The president pro-tem of the State House of Representatives said his polling indicates he has a lead, "but polls don't always add up on election day.
"You work hard every day to earn the vote of every person you meet because things can quickly change," Schoeller said Thursday from Portageville in Southeast Missouri.
As the only major candidate from Southwest Missouri running statewide this fall, he has striven to negate the disparity in his and Kander's funding since edging Sens. Scott Rupp of Wentzville and Bill Stouffer of Napton in the GOP primary.
Kander, an attorney and state representative, entered the fall race with $956,000 to Schoeller's $285,000, the candidates told the Missouri Ethics Commission. "That primary was tough," said Schoeller, a 41-year-old native of Bolivar, 66 miles east-southeast of Nevada.
"The biggest difficulty was introducing yourself to a number of voters you weren't able to meet personally. We invested a great deal of resources and met as many as we could. Kander worked hard to raise his money from trial attorneys and unions.
"We've had to start over, but we are fortunate once again that my donors are supporting me in the general election. They want to make sure no politics are played with the summaries of constitutional and statutory ballot issues."
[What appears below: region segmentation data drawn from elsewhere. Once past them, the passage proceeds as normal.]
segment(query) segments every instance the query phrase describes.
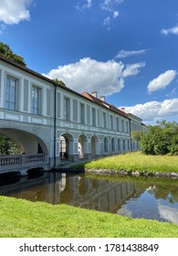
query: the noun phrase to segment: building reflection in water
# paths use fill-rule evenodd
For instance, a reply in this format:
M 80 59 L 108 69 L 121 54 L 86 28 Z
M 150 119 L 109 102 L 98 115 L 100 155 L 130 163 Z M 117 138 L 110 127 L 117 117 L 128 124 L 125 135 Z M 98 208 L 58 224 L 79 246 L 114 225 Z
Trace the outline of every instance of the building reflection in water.
M 109 180 L 58 172 L 26 177 L 0 176 L 2 196 L 174 223 L 178 223 L 177 191 L 176 180 L 169 185 L 157 179 Z
M 61 173 L 14 178 L 11 184 L 2 181 L 0 185 L 0 195 L 108 212 L 116 212 L 135 192 L 133 182 L 113 182 Z

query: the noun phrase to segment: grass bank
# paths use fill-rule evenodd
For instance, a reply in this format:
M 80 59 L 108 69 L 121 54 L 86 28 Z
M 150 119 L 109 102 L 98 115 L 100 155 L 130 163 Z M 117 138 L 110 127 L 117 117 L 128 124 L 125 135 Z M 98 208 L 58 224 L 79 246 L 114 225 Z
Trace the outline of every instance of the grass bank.
M 178 225 L 0 197 L 1 238 L 178 238 Z
M 178 156 L 146 155 L 141 152 L 135 152 L 100 158 L 75 167 L 96 170 L 178 173 Z

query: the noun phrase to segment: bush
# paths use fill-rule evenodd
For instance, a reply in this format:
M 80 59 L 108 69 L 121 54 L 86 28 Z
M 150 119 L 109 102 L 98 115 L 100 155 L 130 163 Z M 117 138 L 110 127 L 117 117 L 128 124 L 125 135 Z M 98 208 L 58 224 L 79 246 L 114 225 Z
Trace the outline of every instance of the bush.
M 178 123 L 162 121 L 148 126 L 141 135 L 141 150 L 147 155 L 178 155 Z

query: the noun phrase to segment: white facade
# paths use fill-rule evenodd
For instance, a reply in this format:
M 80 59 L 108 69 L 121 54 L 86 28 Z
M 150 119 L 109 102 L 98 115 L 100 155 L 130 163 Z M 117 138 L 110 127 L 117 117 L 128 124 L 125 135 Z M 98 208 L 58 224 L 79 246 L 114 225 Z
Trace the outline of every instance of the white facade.
M 140 118 L 0 57 L 0 133 L 25 154 L 45 153 L 49 167 L 138 150 L 131 132 L 141 127 Z

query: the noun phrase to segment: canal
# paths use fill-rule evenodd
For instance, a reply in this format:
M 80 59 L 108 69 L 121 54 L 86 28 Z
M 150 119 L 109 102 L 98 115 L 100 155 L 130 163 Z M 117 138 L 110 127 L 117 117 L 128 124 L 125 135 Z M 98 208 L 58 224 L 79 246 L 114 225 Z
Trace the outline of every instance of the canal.
M 0 195 L 178 224 L 178 179 L 58 172 L 1 175 Z

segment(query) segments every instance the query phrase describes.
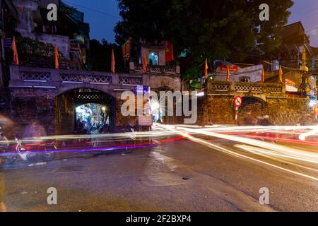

Schoeller said outgoing Democratic Secretary of State Robin Carnahan wrote a politically oriented title for 2010's Proposition B "puppy mill" initiative and helped the Washington-based Humane Society of the United States get it passed. "A 2003 statute says summaries 'shall be written fairly,' but Carnahan's have been overturned more often than any other secretary of state's," he said.
Schoeller, former Gov. Matt Blunt's chief administrative aide when Blunt was secretary of state from 2001 to 2005, said many rural Missourians "are concerned that the Humane Society is not just after pet breeders, it's after agriculture as a whole.
"Ron Hardecke of Owensville tells me he has been hearing from the Humane Society about how hogs should be raised and how he needs to take care of his operation," he said.
Vernon County Republican Chairman Jerry Wadel said Schoeller needs a bloc in Southwest Missouri because Kander will get beaucoups backing from Kansas City and St. Louis. "Shane's strength is in the rural areas and small towns and I think the Christian churches will be for him," Wadel said.
"The politicians in this area and around Joplin and Webb City speak favorably of him. I have had the chance to visit with Shane a couple of times. He is a good, solid conservative that I would be comfortable with."
Rep. Barney Fisher, R-Horton, said Schoeller "has a good chance.
"I know Shane and Jason," Fisher said. "Shane sat in front of me on the House floor for six years. He's very diligent and has been around state government for a long time. He will win Southwest Missouri big. I don't have a feel for the rest of rural Missouri, but I suspect he will do fine."
Pledging to seek a voter identification law and fight election fraud, Schoeller said, "On average in various polls, 70 percent of Missourians back a voter's photo I.D. provision."
He said he knows of "two or three examples" of fraud that Carnahan didn't pursue. "If there is a legitimate allegation that fraud occurs, I will immediately work with local authorities to investigate," Schoeller said.
"If it is true, I'll move forward to see it properly prosecuted. A Rasmussen poll shows 60 percent of Americans believe there is some form of election fraud. We should have photo IDs to verify every voter is legitimate and not an alien or a felon."
Referring to the secretary of state's duty to register businesses, the candidate said, "Kansas has fewer than 10 classifications that businesses can be registered under and we have almost 60.
"We should keep that as straightforward as possible and try to make sure businesses don't get suddenly overwhelmed by what classification they should go under."
Schoeller helped Kander pass a 2009 bill to help overseas military people resolve family crises at home; but they have tangled since on protecting the rights of hunters and fishermen and opposing cap and trade. "Kander clearly has a different value set," Schoeller said.
"The NRA gives him (Kander) an 'F.' We thought Missouri needed to let Washington know cap and trade was not in the best interest of people trying to pay their utility bills, and he voted against that."